3. [10]	To increase robustness by embedding watermarks in multiple frequency bands.	E. Ganic et al.	SPIE, 2005	The watermarks in different bands are effective to different attacks.	The deflection in magnitudes of the coefficients after every attack needs to be analyze further.
4. [18]	Use of code words based on Spread Spectrum order to secure fidelity and robustness of the watermark	L. Coria et al.	DRM, 2006	This approach helped in de correlating the frames of videos which yields independent signals and reduce the level of distortion caused by watermark.	Costly installation, up gradation and maintenance.
5. [31]	To use multiresolution motion estimation and neural network to create a watermarking scheme.	M. El’arbi et al.	IEEE, 2006	Neural network is used to maintain the relationship between the coefficients of a block of image.	The proposed scheme has not been experimented to all kinds of attacks.
6. [12]	To protect against RST-invariant by embedding and detecting watermark based on DFT domain.	S. Zheng et al .	e-Forensics, 2008	The algorithm considers texture characteristics and wedge curves to show that it is invariant to geometric attacks.	All curves of wedge part changes at some extent. The curves under rotation-attack and cropattack change more serious than that of resize-attack and noiseattack.
7. [23]	To make the watermark invisible and also to protect against any kinds of attacks like filtering, noise addition, etc.	W. Liu et al .	ICIS, 2009	The MSB is embedded in the low frequency components of host data to increase the robustness.	Original volume data and pseudo random sequence used in embedding process is required again in the extraction process.

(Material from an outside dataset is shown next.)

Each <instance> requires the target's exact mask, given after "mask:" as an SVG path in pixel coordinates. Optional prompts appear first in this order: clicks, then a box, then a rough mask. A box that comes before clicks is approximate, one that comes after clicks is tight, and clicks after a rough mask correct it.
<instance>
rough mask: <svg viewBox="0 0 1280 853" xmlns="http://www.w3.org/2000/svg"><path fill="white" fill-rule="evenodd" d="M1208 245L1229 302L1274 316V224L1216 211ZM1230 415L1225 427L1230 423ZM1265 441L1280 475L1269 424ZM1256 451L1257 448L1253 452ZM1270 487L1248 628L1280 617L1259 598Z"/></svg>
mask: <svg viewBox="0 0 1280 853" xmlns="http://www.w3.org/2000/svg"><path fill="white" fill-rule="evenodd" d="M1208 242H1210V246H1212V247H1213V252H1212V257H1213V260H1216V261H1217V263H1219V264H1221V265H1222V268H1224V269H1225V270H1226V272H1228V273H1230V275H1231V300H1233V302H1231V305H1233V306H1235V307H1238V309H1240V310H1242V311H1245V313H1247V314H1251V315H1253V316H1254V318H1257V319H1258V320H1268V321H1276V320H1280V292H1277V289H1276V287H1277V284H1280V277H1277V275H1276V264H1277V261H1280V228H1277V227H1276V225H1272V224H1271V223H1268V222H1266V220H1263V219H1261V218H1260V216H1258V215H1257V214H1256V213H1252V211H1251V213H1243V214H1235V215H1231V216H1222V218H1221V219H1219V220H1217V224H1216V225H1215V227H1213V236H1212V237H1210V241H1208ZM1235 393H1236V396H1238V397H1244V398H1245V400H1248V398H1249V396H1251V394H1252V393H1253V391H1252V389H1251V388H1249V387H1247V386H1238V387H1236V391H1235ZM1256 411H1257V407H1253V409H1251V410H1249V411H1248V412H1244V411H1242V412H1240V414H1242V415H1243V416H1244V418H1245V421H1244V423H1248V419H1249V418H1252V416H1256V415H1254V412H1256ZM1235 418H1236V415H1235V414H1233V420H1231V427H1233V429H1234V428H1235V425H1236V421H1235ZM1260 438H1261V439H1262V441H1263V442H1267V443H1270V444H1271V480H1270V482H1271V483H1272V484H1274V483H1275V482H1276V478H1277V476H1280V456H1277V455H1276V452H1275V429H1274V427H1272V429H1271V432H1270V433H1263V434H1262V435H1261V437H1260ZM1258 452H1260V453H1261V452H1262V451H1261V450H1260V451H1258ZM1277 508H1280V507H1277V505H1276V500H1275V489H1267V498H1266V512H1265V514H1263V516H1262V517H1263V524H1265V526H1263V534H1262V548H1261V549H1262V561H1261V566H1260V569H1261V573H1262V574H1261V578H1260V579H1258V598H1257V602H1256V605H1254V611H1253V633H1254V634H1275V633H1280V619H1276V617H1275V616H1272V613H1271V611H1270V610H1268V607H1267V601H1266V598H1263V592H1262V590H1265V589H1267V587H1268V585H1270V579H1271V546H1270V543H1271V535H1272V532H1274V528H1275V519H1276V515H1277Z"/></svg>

8. [26]	To create a robust and imperceptible watermarking scheme based on PCA and DWT.	S.A.K Mostafa et al.	IJCSNS, 2009	The watermarks is embedded in the LL and HH coefficients of DWT using different logic with the help of PCA.	The scheme is not overall effective to all the attacks so a suitable wavelet technique needs to be find to enhance robustness and imperceptibility.

• IV.    Conclusions

As achieving robustness and other properties have been a main concern for achieving a successful digital watermarking scheme in videos, several researchers have experimented on various techniques available based on frequency domain. The combination of these techniques along with other techniques from different domain helped in enhancing the robustness. Some techniques could easily achieve robustness against certain attacks while some other on different attacks like geometric distortions, image processing attacks. But a scheme that could prevent every types of attacks at the same time was hard to develop.